Which is the best option...?
Generally speaking most customers create a single BD/EPG relationship, the reason for this design choice is twofold:
- It's simple to understand as in a traditional network you always have a single VLAN/SVI realtionship, and whilst it's true that you can configure secondary SVIs, it quite rare to see that type of configuration outside of migration scenarios.
- When you're migrating from a legacy network to ACI you'll have a single VLAN/SVI in the legacy world that you'll want to bring onto ACI.

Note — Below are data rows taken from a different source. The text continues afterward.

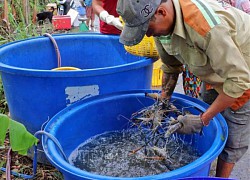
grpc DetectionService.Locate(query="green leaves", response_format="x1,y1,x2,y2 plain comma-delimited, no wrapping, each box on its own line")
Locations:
0,114,38,155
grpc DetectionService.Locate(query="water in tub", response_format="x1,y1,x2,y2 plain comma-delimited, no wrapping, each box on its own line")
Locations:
69,129,199,177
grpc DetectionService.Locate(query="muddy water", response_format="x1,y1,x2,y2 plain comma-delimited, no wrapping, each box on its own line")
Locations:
69,130,199,177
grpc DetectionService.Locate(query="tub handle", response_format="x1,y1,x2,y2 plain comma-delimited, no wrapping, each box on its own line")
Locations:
43,33,61,68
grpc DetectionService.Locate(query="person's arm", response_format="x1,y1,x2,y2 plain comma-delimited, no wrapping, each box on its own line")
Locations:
92,0,105,17
201,92,236,125
92,0,123,30
154,36,182,100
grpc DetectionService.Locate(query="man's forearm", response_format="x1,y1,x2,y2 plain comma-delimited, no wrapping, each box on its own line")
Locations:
92,0,104,16
161,73,179,99
201,92,236,125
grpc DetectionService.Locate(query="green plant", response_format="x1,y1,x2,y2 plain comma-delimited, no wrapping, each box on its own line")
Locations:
0,114,38,155
0,77,9,114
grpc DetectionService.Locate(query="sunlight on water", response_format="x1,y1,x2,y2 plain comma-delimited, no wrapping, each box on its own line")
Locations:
69,129,199,177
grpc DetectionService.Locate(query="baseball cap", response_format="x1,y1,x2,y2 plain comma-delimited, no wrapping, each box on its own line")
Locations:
116,0,161,46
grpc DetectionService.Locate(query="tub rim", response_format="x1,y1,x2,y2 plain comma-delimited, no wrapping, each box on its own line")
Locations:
0,33,155,77
42,90,228,180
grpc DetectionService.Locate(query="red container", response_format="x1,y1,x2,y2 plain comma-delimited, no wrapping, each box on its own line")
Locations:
52,15,71,30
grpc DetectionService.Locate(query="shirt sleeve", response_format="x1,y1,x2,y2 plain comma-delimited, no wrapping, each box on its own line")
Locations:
206,24,250,98
154,37,182,73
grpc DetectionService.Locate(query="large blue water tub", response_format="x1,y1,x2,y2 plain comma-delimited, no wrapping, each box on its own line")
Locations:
42,90,228,180
0,33,153,133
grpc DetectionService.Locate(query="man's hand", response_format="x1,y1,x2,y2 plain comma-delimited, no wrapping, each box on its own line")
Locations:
99,11,123,30
169,114,203,134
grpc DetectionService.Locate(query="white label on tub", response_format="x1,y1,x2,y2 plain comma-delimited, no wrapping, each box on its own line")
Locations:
65,85,99,106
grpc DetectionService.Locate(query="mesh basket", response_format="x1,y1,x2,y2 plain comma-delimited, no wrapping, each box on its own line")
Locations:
124,36,159,58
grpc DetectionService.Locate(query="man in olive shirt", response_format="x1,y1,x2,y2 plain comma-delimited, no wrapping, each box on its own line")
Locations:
117,0,250,177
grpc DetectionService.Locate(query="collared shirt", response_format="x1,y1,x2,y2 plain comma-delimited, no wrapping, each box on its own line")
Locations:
155,0,250,98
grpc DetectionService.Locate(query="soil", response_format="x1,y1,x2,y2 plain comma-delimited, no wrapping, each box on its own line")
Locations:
0,134,63,180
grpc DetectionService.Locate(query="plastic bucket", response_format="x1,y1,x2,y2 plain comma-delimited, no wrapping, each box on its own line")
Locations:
42,90,228,180
0,33,153,162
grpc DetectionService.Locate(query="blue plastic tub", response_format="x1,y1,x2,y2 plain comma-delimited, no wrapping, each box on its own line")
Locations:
0,33,153,162
42,90,228,180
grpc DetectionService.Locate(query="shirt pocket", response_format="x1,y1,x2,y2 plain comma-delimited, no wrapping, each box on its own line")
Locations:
181,43,207,68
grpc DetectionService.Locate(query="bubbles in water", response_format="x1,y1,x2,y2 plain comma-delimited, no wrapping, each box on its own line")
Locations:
69,129,199,177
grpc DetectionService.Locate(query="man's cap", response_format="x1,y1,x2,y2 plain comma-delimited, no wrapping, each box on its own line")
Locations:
116,0,161,46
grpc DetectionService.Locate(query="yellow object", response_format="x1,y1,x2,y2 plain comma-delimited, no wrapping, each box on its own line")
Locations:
152,59,163,87
124,36,159,58
52,66,81,71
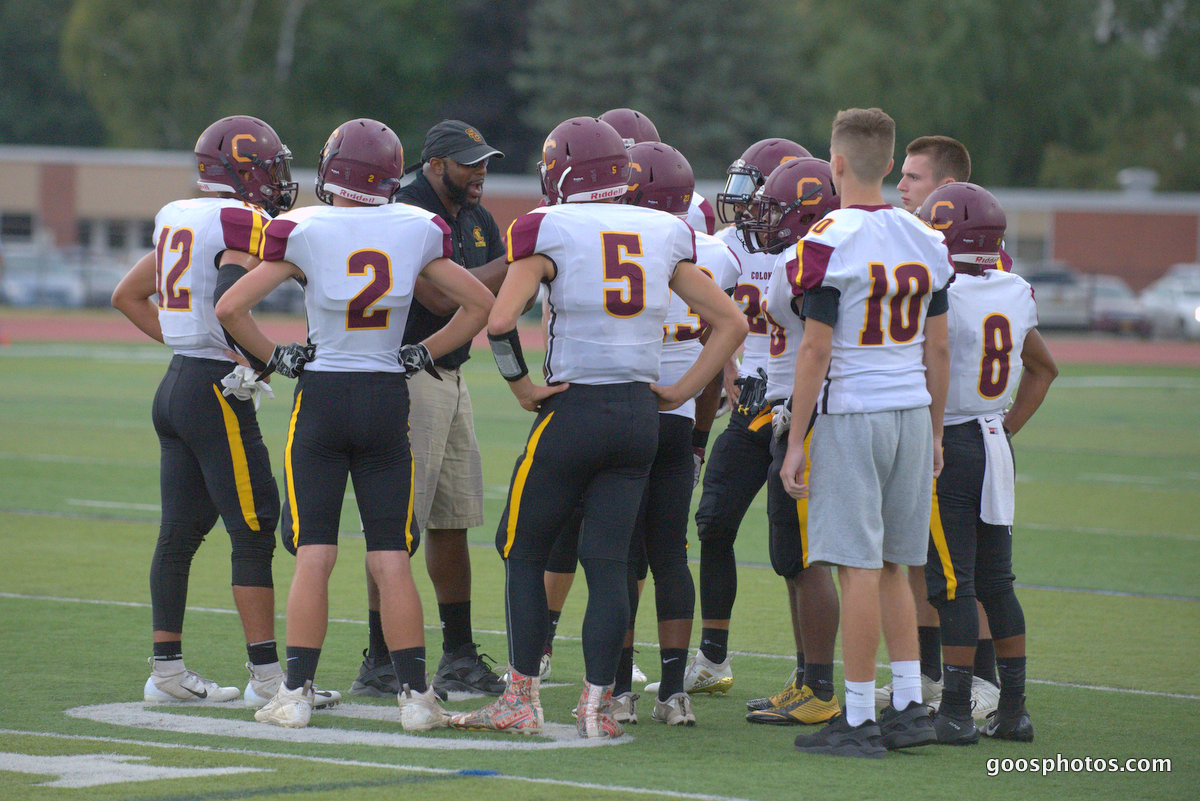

Keeping things simple makes it easy to troubleshoot!
Bridge Domains and ESGs
The fundamental difference between between EPGs and ESGs is that ESG operate across Bridge Domains in a VRF.
So what does this mean?
Quite simply it means that you can build flexible security groups irrespective of which BD/subnet an endpoint is attached to.
Consider a scenario where you have "Production" and "Pre-production" workloads running on the same subnets, using ESGs you can easily classify endpoints into two different ESGs giving you segmentation, visibility and (optionally) security of the workloads.